En ce qui concerne notre propre pays, quand on prend conscience du rôle crucial de l’État pour affronter l’imprévu, on se dit qu’il faut aussi qu’il puisse mobiliser des moyens d’action à la mesure des enjeux. Il est clair qu’en temps d’imprévu, les investissements privés s’assèchent, justement parce qu’il n’y a plus de calcul des probabilités qui tienne et qu’ils ne peuvent pas mesurer le risque, et que seul l’État est capable d’investir. Avec quel argent ? Avec de la création monétaire, bien entendu, ce fameux « argent magique » qui soi-disant n’existait pas et que l’on a vu couler à flots des deux côtés de l’Atlantique. Mais une grande partie de l’argent magique va se réfugier bien loin de l’économie réelle, vers les marchés financiers. C’est que l’économie réelle a quitté le domaine du risque probabiliste, donc maîtrisé, pour rentrer dans le domaine de l’imprévu, et que les investisseurs et les entreprises veulent rester en territoire connu. Les uns achètent des obligations d’état, considérées comme sûres, les autres rachètent leurs propres actions pour faire monter les cours.

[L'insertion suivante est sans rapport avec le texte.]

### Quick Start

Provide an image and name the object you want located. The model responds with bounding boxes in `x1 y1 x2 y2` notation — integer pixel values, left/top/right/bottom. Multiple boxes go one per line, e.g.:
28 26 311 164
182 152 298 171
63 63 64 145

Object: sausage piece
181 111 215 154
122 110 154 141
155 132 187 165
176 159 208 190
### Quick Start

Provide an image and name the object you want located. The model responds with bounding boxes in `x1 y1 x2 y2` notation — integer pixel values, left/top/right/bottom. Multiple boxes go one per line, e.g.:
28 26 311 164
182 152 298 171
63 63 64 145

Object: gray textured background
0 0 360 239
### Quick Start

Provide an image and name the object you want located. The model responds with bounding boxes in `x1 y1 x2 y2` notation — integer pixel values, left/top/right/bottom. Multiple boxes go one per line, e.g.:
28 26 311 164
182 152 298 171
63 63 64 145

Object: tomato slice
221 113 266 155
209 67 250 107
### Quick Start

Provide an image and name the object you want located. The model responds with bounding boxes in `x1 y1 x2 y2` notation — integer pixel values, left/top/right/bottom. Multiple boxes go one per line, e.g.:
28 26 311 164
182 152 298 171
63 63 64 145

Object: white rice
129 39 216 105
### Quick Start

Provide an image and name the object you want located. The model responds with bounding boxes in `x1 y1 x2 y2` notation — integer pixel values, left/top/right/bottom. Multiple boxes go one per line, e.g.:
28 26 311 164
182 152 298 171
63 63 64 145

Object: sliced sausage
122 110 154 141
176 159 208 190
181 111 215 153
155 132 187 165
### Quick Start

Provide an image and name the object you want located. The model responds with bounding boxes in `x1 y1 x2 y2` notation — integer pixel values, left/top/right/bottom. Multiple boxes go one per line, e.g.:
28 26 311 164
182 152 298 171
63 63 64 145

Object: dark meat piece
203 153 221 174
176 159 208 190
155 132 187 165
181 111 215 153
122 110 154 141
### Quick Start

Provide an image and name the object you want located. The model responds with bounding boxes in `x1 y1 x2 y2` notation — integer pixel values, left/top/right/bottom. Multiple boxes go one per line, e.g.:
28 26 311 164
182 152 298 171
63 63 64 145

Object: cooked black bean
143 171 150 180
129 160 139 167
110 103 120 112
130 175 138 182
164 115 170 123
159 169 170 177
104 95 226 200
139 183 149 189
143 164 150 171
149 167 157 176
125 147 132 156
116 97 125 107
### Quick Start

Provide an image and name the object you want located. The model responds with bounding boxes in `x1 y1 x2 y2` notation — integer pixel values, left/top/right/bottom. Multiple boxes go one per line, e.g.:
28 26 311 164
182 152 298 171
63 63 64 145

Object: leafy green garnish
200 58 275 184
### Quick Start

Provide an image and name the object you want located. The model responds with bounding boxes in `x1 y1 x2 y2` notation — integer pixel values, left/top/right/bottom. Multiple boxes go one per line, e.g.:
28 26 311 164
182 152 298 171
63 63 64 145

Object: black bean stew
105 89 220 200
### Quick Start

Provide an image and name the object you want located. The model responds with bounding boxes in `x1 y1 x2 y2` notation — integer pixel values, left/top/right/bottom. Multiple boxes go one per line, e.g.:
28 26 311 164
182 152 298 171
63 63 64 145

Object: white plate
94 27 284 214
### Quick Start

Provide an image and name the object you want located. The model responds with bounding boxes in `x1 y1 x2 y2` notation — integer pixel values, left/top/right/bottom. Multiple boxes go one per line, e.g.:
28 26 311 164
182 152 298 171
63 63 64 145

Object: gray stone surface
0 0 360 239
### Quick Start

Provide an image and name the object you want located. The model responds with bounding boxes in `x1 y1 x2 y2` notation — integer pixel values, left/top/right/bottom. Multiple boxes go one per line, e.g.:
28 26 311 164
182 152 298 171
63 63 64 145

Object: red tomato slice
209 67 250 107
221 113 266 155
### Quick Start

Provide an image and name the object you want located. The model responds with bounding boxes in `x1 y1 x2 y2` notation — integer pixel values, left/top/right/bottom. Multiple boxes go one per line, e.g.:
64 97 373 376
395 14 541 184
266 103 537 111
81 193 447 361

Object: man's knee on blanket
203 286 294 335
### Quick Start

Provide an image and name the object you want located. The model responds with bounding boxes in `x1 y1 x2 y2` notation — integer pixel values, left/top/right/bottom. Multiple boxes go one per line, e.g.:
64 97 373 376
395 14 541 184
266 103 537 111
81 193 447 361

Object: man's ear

Il est difficile de se convaincre que cette disparité entre des marchés financiers qui prospèrent et une économie qui s’effondre soit bénéfique pour la société, ou même puisse se maintenir sur le long terme. C’est pourquoi, avec Jean-Charles Rochet, nous préconisons de mettre en place une taxe de faible niveau, de l’ordre de 0,3 %, sur tous les paiements scripturaux, c’est-à-dire sur tous les flux qui rentrent ou qui sortent des comptes bancaires, de particuliers ou d’entreprises.

Pour comprendre l’effet d’une telle taxe, voyons ce qui se passerait pour un ménage vivant de ses revenus. Chaque mois le revenu arrive sur le compte en banque, et chaque mois il en ressort, le mouvement sur le compte est donc de deux fois le revenu, et la taxe se monterait donc à 0,6 %. Par contre, pour un spéculateur, qui gère activement son portefeuille, et qui le renouvellerait chaque mois, la taxe serait de 0,3 % la valeur du portefeuille chaque mois, soit 3,6 % annuellement, et bien davantage s’il utilise les techniques modernes de trading à haute fréquence, en tâchant d’être une ou deux millisecondes plus rapide que le voisin. 

La taxe en question serait facile à percevoir, de peu d’impact sur les ménages, et réduirait la spéculation financière. Cette proposition est détaillée dans notre livre récent, « Il faut taxer la spéculation financière », publié chez Odile Jacob. Elle n’est pas utopique, elle est déjà en place dans quelques pays, et elle fait l’objet en Suisse d’une campagne en vue de l’inscrire dans un référendum d’initiative populaire. Dans l’UE, c’est une idée neuve, qui permettrait de corriger les excès des marchés financiers tout en permettant à la puissance publique d’investir pour affronter l’imprévu climatique.